Agrosagenet: Self-Adaptive Intelligence to Address Global Food Demand and Crop Disease Detection and Diagnosis for Sustainable Precision Agriculture

Abstract

The escalation of global food demand will require a complete rethinking of the detection and management of crop diseases. In this paper, we introduce AgroSageNet, a new self-adaptive intelligence adaptive learning framework to support automated detection and diagnosis of crop diseases in precision agriculture. Unlike traditional machine learning and deep learning models, AgroSageNet uses Adaptive Self-Attentive Morphological Encoding (ASAME) and Causal Temporal Disease Progression Estimation (CTDPE), to interpret crop health dynamically and contextually. AgroSageNet provides the ability to autonomously identify known and new diseases using multi-spectral images and data recognition of phenotypic patterns without the need for pre-labeling or manual feature engineering.

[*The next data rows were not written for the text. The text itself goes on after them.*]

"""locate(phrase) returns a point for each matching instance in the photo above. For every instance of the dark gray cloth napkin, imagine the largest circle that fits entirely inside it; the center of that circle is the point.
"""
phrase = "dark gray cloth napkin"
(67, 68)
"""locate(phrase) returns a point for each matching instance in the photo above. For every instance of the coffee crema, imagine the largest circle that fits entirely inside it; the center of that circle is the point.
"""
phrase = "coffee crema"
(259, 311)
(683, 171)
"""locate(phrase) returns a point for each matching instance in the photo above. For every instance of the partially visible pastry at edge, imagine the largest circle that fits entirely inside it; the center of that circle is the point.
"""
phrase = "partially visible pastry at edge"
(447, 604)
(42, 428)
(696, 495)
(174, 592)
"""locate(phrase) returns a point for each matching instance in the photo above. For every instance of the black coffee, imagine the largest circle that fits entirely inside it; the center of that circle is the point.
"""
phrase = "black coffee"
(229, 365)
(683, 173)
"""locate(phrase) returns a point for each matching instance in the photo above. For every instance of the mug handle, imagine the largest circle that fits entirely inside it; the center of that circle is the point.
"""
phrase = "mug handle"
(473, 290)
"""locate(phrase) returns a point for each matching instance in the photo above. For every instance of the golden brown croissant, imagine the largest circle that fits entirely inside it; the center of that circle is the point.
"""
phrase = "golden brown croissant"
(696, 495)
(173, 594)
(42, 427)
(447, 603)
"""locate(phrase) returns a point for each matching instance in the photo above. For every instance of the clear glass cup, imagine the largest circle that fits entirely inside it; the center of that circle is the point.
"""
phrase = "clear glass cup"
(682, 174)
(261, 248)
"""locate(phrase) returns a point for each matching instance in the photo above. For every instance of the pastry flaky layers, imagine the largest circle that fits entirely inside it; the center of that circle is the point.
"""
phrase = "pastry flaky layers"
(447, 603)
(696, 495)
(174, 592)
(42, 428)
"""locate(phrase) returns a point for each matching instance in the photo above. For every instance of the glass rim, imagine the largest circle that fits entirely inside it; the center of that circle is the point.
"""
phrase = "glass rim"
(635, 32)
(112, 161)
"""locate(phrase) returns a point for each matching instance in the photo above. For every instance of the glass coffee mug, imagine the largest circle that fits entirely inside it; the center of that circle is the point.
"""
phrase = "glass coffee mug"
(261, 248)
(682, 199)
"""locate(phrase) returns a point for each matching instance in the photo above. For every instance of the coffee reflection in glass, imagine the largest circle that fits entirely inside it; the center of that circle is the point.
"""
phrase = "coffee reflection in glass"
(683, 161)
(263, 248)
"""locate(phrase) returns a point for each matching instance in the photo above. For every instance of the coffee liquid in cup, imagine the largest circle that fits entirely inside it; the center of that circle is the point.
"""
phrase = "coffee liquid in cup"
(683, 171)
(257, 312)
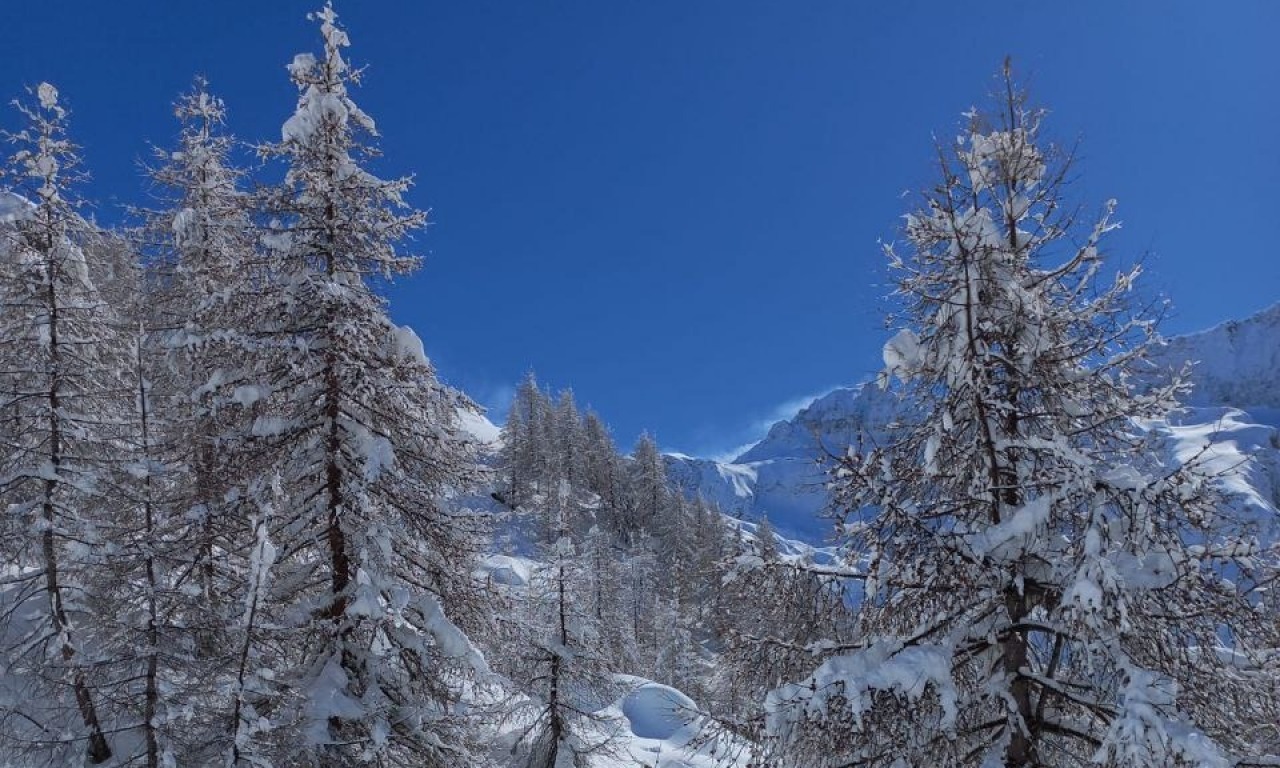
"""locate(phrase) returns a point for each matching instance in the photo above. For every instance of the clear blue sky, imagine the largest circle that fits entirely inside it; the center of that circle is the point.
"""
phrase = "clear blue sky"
(673, 206)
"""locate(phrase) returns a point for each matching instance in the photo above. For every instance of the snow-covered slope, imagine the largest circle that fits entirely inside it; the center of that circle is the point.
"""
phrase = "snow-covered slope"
(1235, 403)
(782, 475)
(1237, 364)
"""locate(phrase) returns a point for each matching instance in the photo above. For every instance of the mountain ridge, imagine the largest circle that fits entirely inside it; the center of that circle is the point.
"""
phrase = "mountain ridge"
(1234, 402)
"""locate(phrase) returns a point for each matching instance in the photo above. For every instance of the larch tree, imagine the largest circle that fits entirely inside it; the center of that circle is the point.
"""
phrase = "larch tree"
(206, 277)
(63, 400)
(1045, 585)
(371, 565)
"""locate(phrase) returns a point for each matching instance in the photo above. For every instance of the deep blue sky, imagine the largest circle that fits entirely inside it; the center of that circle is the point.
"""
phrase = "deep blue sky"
(673, 206)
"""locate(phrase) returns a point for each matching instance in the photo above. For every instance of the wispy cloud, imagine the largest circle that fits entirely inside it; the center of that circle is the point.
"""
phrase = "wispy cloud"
(496, 401)
(737, 440)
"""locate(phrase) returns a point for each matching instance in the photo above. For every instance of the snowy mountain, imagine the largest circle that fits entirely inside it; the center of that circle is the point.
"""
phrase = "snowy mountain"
(1234, 403)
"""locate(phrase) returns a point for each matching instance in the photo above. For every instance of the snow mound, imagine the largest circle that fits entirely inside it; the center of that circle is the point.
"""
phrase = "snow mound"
(658, 712)
(476, 425)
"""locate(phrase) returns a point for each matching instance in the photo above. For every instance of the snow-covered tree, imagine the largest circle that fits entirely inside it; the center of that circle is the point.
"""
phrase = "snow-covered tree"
(370, 562)
(1043, 585)
(63, 401)
(563, 671)
(209, 279)
(648, 492)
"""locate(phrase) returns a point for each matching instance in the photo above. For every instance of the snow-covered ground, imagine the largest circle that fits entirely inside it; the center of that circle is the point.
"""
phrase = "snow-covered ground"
(1234, 402)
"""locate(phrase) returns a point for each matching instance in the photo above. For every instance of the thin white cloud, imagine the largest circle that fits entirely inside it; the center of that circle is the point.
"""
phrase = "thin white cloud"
(497, 402)
(744, 438)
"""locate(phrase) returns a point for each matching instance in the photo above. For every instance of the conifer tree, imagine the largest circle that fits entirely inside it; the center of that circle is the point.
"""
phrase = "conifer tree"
(1042, 589)
(63, 402)
(362, 442)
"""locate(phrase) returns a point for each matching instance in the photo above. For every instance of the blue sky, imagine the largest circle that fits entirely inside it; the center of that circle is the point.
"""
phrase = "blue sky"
(673, 206)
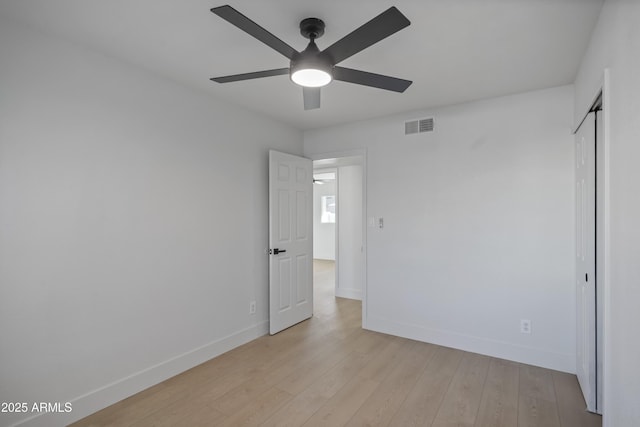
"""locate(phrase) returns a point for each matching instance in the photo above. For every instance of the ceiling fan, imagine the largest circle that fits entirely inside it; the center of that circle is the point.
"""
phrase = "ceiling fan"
(313, 68)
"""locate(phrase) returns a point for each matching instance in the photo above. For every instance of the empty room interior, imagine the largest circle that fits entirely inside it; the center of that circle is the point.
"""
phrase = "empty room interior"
(169, 171)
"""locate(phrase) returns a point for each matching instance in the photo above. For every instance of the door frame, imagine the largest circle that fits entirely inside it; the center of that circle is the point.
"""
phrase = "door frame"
(339, 158)
(603, 236)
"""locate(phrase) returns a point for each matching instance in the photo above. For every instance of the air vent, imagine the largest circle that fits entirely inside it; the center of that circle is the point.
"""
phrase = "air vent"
(418, 126)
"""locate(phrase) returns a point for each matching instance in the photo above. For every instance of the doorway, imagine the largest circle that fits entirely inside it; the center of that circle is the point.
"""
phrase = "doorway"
(339, 234)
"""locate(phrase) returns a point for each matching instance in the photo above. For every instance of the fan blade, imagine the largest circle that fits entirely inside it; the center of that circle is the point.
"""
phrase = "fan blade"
(380, 27)
(248, 76)
(370, 79)
(248, 26)
(311, 97)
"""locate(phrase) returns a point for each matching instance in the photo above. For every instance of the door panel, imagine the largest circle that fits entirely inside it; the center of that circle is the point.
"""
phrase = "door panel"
(290, 240)
(585, 260)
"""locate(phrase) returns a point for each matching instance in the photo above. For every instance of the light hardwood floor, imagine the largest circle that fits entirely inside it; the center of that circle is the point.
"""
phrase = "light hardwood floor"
(327, 371)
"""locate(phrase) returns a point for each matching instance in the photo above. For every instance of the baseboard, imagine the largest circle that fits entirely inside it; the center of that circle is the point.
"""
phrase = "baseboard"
(349, 293)
(500, 349)
(109, 394)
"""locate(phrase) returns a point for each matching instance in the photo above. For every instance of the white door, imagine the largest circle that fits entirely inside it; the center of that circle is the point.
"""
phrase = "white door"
(585, 260)
(290, 240)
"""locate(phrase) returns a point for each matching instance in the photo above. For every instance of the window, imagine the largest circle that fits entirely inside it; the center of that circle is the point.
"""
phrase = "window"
(328, 209)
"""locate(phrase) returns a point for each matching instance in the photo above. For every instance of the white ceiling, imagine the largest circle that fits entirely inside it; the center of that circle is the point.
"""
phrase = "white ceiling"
(454, 51)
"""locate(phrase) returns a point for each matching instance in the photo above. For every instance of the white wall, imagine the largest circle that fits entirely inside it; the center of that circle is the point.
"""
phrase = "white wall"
(133, 225)
(349, 232)
(324, 234)
(615, 44)
(479, 228)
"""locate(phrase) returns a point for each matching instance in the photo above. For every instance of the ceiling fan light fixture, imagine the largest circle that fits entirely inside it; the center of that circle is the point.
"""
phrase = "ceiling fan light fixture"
(311, 77)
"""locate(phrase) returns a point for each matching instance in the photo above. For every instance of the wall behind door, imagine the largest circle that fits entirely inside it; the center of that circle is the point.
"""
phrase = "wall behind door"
(324, 234)
(350, 274)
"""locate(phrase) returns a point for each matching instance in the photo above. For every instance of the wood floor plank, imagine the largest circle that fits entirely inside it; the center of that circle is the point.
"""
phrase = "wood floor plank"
(423, 401)
(319, 391)
(184, 414)
(535, 412)
(499, 404)
(257, 410)
(571, 405)
(381, 365)
(338, 410)
(536, 382)
(460, 404)
(383, 404)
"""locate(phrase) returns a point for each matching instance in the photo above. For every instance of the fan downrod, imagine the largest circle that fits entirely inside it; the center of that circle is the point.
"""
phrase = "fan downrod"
(311, 28)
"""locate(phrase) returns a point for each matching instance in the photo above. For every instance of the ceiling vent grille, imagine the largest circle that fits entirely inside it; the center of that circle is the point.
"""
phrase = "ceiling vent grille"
(418, 126)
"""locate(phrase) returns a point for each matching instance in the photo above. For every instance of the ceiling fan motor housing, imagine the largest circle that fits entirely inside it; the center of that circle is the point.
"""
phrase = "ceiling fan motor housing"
(312, 28)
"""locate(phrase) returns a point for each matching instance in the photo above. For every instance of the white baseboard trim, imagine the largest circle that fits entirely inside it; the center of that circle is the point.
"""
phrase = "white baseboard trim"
(349, 293)
(109, 394)
(500, 349)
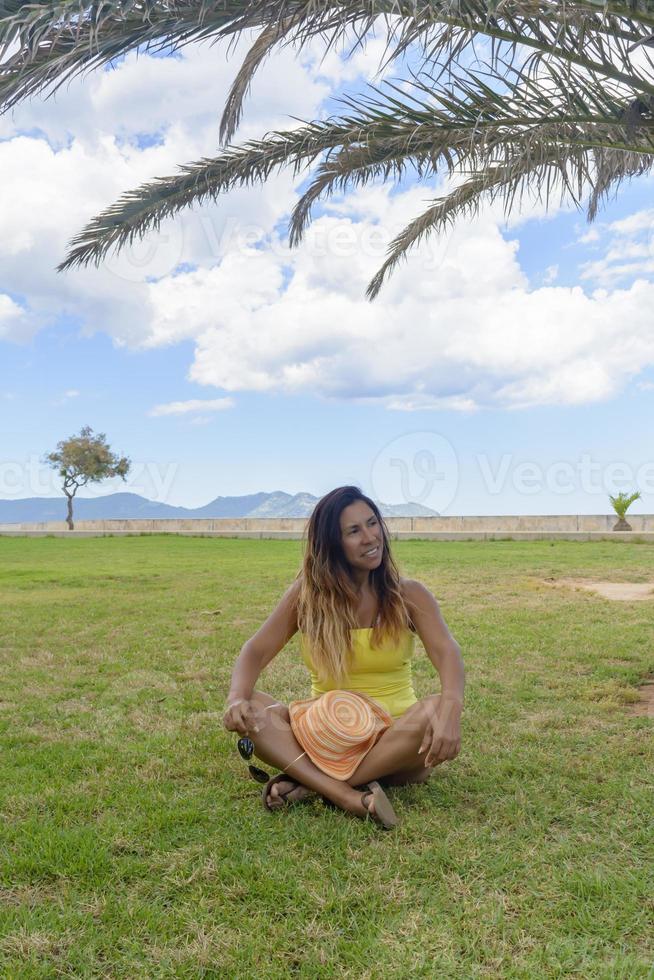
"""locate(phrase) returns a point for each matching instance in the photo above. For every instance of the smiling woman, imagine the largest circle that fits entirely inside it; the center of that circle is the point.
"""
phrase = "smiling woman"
(358, 620)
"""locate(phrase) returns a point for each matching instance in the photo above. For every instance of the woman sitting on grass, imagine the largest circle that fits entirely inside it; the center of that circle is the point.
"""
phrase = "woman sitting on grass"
(358, 621)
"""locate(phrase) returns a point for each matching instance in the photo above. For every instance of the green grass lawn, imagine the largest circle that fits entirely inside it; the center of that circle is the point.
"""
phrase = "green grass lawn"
(133, 844)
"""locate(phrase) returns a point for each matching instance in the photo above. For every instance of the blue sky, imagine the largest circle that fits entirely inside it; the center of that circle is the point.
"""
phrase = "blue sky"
(490, 376)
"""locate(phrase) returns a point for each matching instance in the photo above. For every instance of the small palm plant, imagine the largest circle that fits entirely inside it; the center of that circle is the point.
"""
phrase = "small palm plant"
(621, 504)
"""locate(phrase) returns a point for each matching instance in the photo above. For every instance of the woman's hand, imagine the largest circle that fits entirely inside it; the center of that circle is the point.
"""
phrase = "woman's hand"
(442, 737)
(241, 717)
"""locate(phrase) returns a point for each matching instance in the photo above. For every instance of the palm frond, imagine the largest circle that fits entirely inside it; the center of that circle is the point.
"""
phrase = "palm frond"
(469, 128)
(58, 40)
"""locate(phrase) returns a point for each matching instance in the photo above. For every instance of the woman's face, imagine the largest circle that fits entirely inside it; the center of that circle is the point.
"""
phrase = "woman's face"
(361, 536)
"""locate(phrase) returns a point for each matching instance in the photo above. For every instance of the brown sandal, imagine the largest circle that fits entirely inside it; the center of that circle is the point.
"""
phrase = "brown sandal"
(384, 812)
(280, 777)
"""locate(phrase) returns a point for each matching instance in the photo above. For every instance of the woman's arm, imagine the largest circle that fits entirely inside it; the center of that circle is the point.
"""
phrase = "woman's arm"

Results from assessments on curated real-world datasets, representing five major crop types, indicates a diagnostic accuracy of 97.2%, significantly outperforming typical convolutional and transformer-based models while maintaining real-time inference capabilities for edge deployment. AgroSageNet illustrates a shift toward intelligent agricultural disease monitoring that is resilient in field conditions, ultimately creating a pathway to support sustainable high precision farming practices.